Features

September 28, 2006

Goodbye to All That

Old Joy, The Last Kiss and the farewell to friendship

By Karen Wilson


Friends forever? (L-R) Jacinda Barrett and Zach Braff in The Last Kiss; Daniel London and Will Oldham in Old Joy (Photos: Paramount Pictures / Kino International)

Scheduling two movies back to back doesn't necessarily mean you'll see anything similar in them, but sometimes a coincidental double feature can provide surprising connections. Their New York release dates (and my screening calendar) ended up pairing in my mind Kelly Reichardt's excellent second feature Old Joy and the Zach Braff romantic dramedy, The Last Kiss, even though before their screenings they couldn't have seemed more different. While their visual and emotional tones aren't the same--the former is an art house independent, the latter a by-the-book studio picture--they are, in a way, both anti-comedies, not about the process of falling in love and getting married, but the everyday business of two people staying together. In fact, the moments when these movies really work are in the seemingly throwaway scenes, the ones showing the way couples build their private twosomes and exclude their platonic friends.

Old Joy opens with a silent couple puttering around their Portland home and the telephone ringing. On the other end of the line, Mark's friend Kurt proposes a two-day road trip into the surrounding mountains to visit a hot spring. But before Mark can agree to the trip, he tells Kurt's disembodied voice that he first has to check with his wife Tanya, her pregnant frame hovering next to him. This ordinary act of deferment results in one of those awkwardly real fights that directors like John Cassavetes or Mike Leigh have occasionally captured on film, as actors Daniel London and Tanya Smith debate (in the terse language of two people who know each other's motives all too well) whether Mark will go or not. It's a moment that's incredibly cutting in its banality, and it comes mere moments into the film.

And while Tanya doesn't reappear physically on screen, her presence hangs spectrally throughout Mark and Kurt's trip; later, whenever she calls Mark to check in, his hushed whispering into his cell phone instantly undercuts any bond the two old friends might be forming. Even though it's never spoken aloud between them, it seems to be a rekindling of their connection that Kurt is seeking on their trip into the woods. But in the movie's final mournful scenes--when Mark disappears homeward and Kurt is alone again on Portland's nighttime streets--it's clear that it is not to be. Although the characters don't explictly state it as either the question at hand or the point of their trip, Mark is choosing the bond with Tanya over his with Kurt.

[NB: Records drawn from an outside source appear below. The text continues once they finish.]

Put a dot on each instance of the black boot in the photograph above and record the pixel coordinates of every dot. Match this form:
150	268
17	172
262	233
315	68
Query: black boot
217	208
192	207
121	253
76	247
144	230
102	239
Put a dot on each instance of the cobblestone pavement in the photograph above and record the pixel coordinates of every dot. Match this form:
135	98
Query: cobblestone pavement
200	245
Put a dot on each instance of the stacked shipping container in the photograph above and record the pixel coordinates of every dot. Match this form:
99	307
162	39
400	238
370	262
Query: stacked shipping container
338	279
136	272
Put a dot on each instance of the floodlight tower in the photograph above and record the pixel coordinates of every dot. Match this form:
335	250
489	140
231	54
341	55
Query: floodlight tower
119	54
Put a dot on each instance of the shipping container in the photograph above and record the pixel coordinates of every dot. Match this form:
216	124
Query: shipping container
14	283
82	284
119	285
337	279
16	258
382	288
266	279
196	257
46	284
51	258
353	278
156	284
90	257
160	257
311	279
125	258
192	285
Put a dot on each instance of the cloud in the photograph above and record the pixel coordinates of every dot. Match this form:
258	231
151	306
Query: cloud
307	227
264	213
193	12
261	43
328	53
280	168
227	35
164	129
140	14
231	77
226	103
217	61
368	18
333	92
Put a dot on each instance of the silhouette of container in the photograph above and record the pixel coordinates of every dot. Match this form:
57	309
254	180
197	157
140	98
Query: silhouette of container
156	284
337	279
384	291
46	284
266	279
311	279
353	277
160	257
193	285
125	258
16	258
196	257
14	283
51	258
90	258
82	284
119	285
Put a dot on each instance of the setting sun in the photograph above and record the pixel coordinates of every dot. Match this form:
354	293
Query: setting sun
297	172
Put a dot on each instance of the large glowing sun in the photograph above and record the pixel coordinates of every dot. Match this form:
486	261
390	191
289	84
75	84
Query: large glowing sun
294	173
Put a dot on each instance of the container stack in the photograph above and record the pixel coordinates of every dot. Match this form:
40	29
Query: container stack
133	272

The Last Kiss mirrors this schism but possesses but a fraction of Old Joy's emotional subtlety. Braff and his childhood friends are pushing 30 in suburban Wisconsin and their dramatic arc comprises fearing settling down and then finally (sort of) dealing with that fear. It's a simplistic plot, to say the least. But the ways in which the movie almost accidentally shows the two main characters bonding, breaking apart and reconciling are quite similar to Old Joy. Like Tanya and Mark, Michael (Braff) and his girlfriend Jenna (Jacinda Barrett) are expecting a baby, and Jenna is anxious for Michael to settle into their home life. In a number of sweet scenes, Jenna and Michael act out the rituals of couplehood--sharing a two-seated couch by companionably draping their bodies over each other, or bickering in the doorway to the bathroom as someone brushes their teeth.

Then, however, a rift forms between Michael and Jenna after he dabbles with a flirtatious co-ed. Interestingly, the way Michael finally wins Jenna back in the film's end is not with some grand scheme concocted with his buddies, perhaps involving running through airports with flowers in hand, but by camping out alone on their porch until she'll let him back in. His solitary humiliation, with only a thin blanket to protect him from a torrential down pour, is what finally wins over Jenna. In the simplest terms, he has shown her in a physical way that it's their bond that really matters. Turning away from previously paramount platonic friendships, whether on the trail or at the bachelor party, for favor of the binding of the romantic twosomes are these movies' corresponding happy endings.